This 8th installment of the Faces of the Tarnished Souk series is 21 pages long, 1 page front cover, 1 page editorial, 1 page SRD and 2 pages advertisements, leaving a whopping 16 pages of content - nice! Let's check it out!
As with all installments of the FoTS-series, we start off with a one-page introduction to the character, including information on dream-burning, a lore-section and a how-to-use sidebox for DMs looking to use the witch in their campaigns. Witch? Yep, we get full APG-support in this installment, further establishing this line to use more than just the relatively common core-rules. Just take a look at the cover. She looks mad, yes. And crazy. And boy, she is. Not in the nice mad-hatter kind of way, but rather in the potentially extremely deadly, unpleasant kind of way.She is truly a dastardly, drunken, mean-spirited proprietor of a place where the worst of the worse the Coliseum has to offer go to drink, battle and, perhaps even, die horribly.
Potential SPOILERS abound, thus I'd encourage potential players to skip to the conclusion.
Still here? All right.
Maelgatryx is actually the descendant of a VERY important major player of the coliseum and secretly wants to be accepted by this dreadful entity. Once again, her CR 20 incarnation is a beauty to behold (even when the coarse witch isn't) and gets two templates and a cool level that ensures that her drinking habit reflects heavily into her fighting style. She also gets a full stat-block for her cacodaemon familiar and a minor artifact weapon. Ready for some stroke of genius? There you go: Her signature weapon are the shrunken heads (!!!!) of a half-fiendish ettin (!!!) with whom she talks and which she uses as both a bola (!!!) AND a dire-flail. (!!!) Do I have to say more? I was cackling with diabolical glee all the time while reading this. We also get 8 new feats, centering on "witchy" stuff like creating shrunken heads and her familiar. That's not where the additional content stops, though: We also get a new witch's patron, "Dreams" and two new dream-traits, as per the Coliseum rules. Moreover, we get a new incantation (and I love incantations, especially when they're about adding insult to injury and consuming souls of fallen enemies!), 3 spells and 2 magical bodices for all the ladies, who, like mine, think that oxygen is for wusses.

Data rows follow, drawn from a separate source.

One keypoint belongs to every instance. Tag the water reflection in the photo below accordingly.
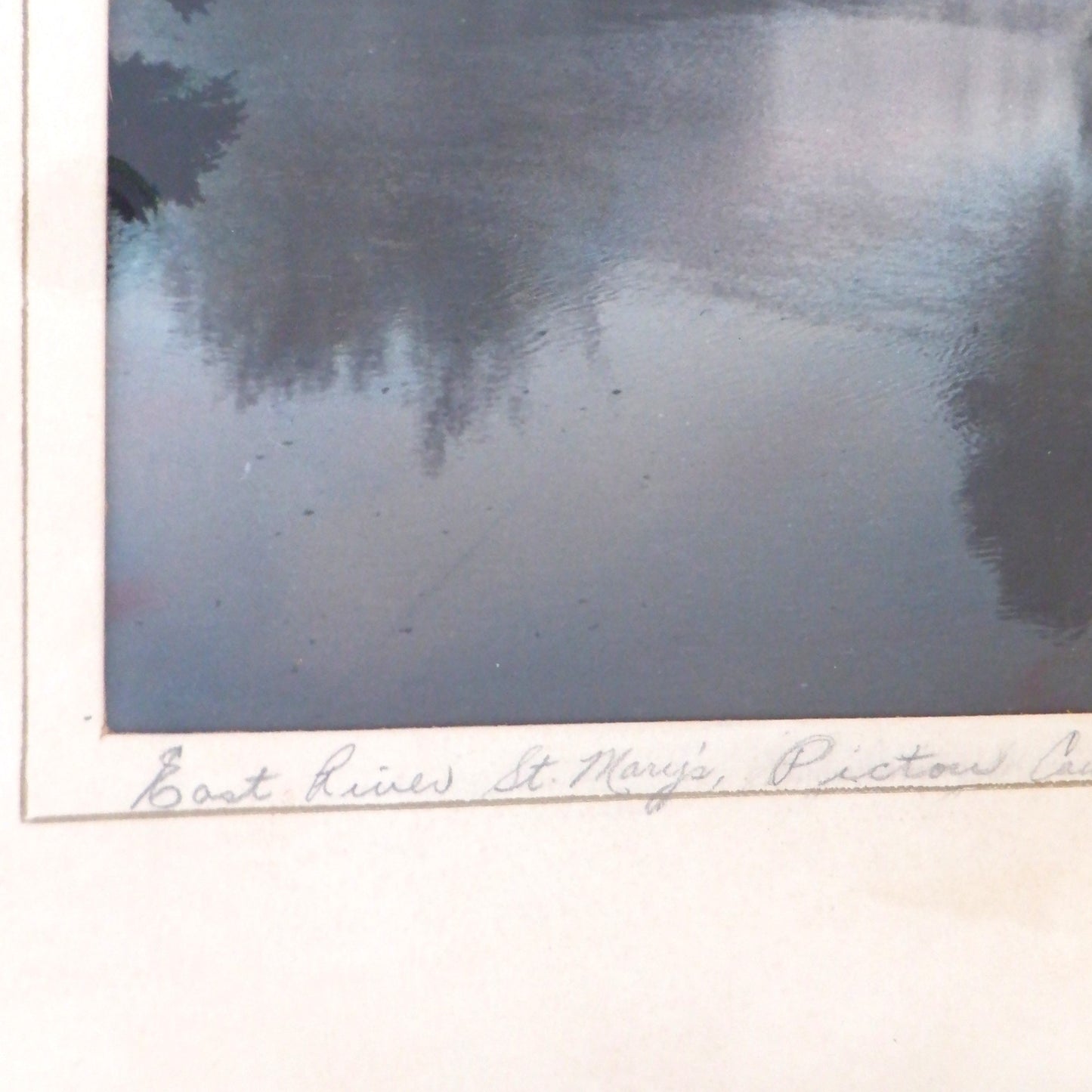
(1025, 405)
(167, 129)
(716, 259)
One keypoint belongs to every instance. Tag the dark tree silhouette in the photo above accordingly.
(166, 129)
(1023, 402)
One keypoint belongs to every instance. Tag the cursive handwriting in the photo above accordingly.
(620, 772)
(532, 766)
(163, 793)
(1057, 763)
(915, 765)
(333, 780)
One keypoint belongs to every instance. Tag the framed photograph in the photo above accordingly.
(444, 403)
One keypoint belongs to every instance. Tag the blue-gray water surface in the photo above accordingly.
(481, 362)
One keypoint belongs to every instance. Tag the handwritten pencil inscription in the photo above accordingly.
(350, 775)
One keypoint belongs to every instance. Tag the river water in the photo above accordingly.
(546, 360)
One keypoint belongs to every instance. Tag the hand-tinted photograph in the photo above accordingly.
(506, 362)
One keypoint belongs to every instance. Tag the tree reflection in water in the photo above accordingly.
(166, 130)
(1023, 402)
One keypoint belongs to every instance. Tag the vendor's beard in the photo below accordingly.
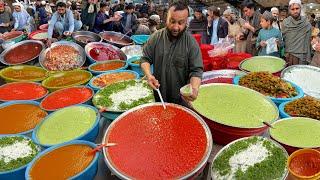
(179, 34)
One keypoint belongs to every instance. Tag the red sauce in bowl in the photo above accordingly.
(22, 91)
(23, 53)
(153, 143)
(103, 53)
(66, 97)
(306, 164)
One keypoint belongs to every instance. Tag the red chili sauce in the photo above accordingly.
(66, 97)
(22, 91)
(103, 53)
(153, 143)
(23, 53)
(306, 164)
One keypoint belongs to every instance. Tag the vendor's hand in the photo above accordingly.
(49, 41)
(67, 33)
(247, 26)
(263, 44)
(153, 82)
(193, 97)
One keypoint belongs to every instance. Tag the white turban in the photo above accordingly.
(294, 2)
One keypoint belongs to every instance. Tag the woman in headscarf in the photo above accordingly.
(21, 17)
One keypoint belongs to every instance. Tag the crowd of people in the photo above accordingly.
(282, 33)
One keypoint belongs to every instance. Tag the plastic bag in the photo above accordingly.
(222, 47)
(271, 45)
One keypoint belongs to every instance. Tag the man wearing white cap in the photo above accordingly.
(297, 35)
(22, 18)
(275, 14)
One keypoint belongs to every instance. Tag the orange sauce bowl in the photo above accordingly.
(305, 164)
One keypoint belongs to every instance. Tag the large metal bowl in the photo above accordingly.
(95, 37)
(307, 89)
(3, 54)
(116, 35)
(91, 45)
(192, 173)
(285, 174)
(82, 60)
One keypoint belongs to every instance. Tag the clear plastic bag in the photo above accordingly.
(222, 47)
(271, 45)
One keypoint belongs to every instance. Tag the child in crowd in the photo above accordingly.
(269, 40)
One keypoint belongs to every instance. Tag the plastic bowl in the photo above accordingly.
(29, 132)
(18, 173)
(88, 173)
(36, 99)
(136, 67)
(297, 153)
(105, 62)
(90, 135)
(278, 101)
(85, 101)
(96, 88)
(140, 39)
(22, 68)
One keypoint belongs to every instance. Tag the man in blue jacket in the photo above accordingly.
(217, 26)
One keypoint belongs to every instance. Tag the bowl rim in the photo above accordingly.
(132, 59)
(105, 62)
(286, 119)
(65, 89)
(258, 59)
(187, 110)
(50, 149)
(64, 73)
(87, 48)
(245, 138)
(110, 72)
(3, 54)
(23, 67)
(24, 166)
(9, 103)
(82, 60)
(299, 90)
(95, 124)
(27, 82)
(248, 89)
(296, 153)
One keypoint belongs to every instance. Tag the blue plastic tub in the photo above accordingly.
(101, 72)
(29, 132)
(88, 173)
(136, 67)
(282, 112)
(278, 101)
(140, 39)
(90, 135)
(88, 102)
(15, 174)
(38, 99)
(96, 88)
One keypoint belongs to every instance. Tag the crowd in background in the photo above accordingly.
(280, 32)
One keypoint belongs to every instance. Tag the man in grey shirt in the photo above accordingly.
(176, 57)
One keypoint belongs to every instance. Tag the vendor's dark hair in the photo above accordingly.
(61, 4)
(103, 4)
(247, 4)
(179, 6)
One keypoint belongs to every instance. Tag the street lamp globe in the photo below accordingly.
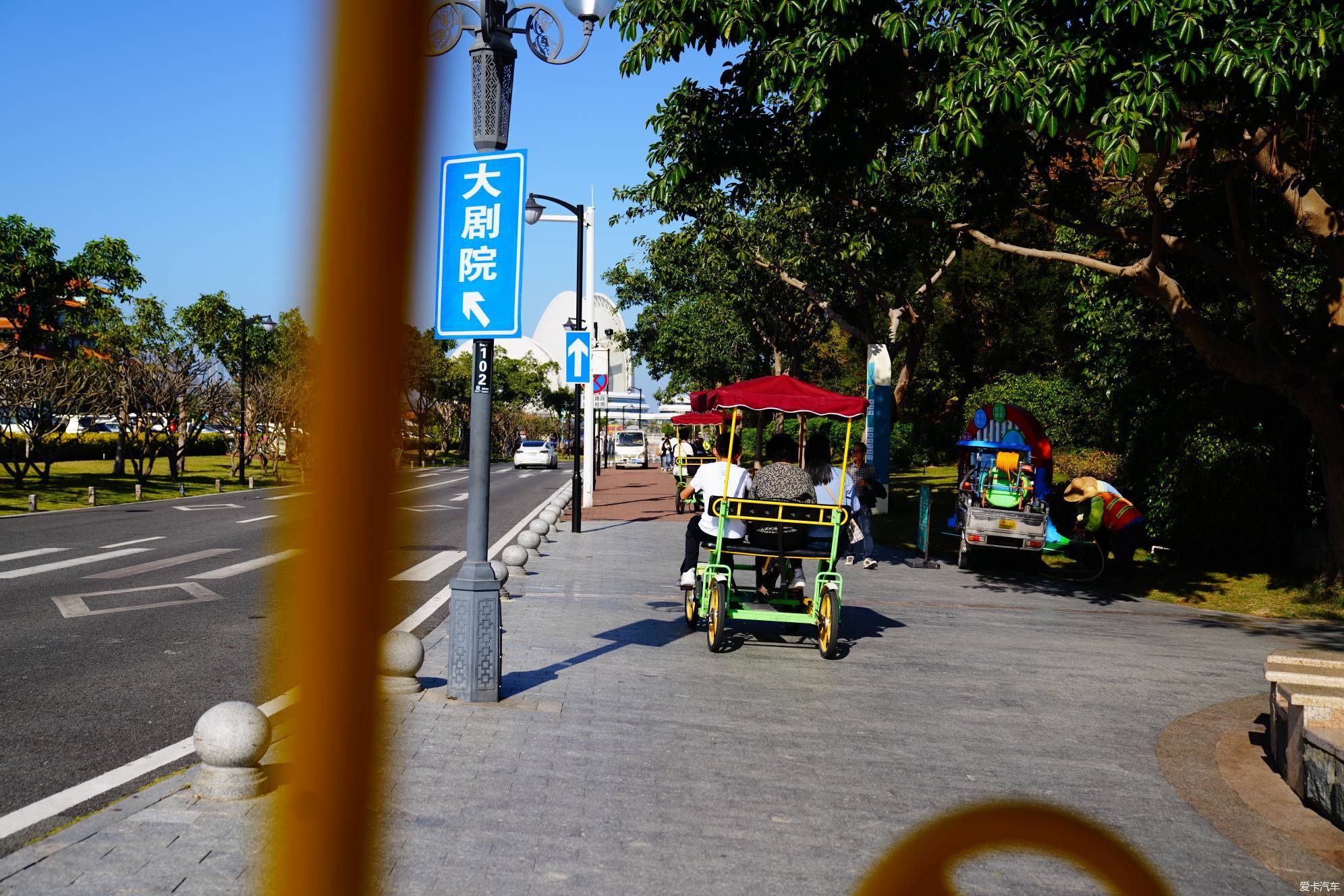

Her mid-level incarnation also rocks, but, in contrast to other FoTS-installments, my favorite one is actually the low-level version, possibly due to her familiar at this level, "Mistah Eatey-Eye", an albino raven. Great and iconic idea. But that's not where this pdf stops: Rather, we get the rune-carved template and, more importantly, rules for variant tieflings: You can choose from 10 basic ability sets, depending on your fiendish ancestry, and yes, qlippoths and even onis are included. More importantly, you can roll (or choose if you take a feat) on a list of a whopping 100 abilities to customize the hell out of your tiefling.
Conclusion:
Editing and formatting are top-notch, I didn't notice any glitches. Layout adheres to the tried-and-true b/w-two-column standard and the B/w-artworks are nice. Writing adheres to the high and evocative quality we've come to expect from Rite Publishing and the amount of content for this price is rather unprecedented - we get so much more out of this installment than in even any of the other, chock-full pdfs of this series and the selection of e.g. cool items and support for incantations just rocks. Try as I might, I can't with any good conscience nit-pick at any part of this file. It's just a great little pdf and subsequently deserves ANOTHER 5-star-rating, which makes this the 3rd 5-star-verdict in a row for this series. Which is by the way the record for any rpg-product line I've reviewed so far. Congratulations!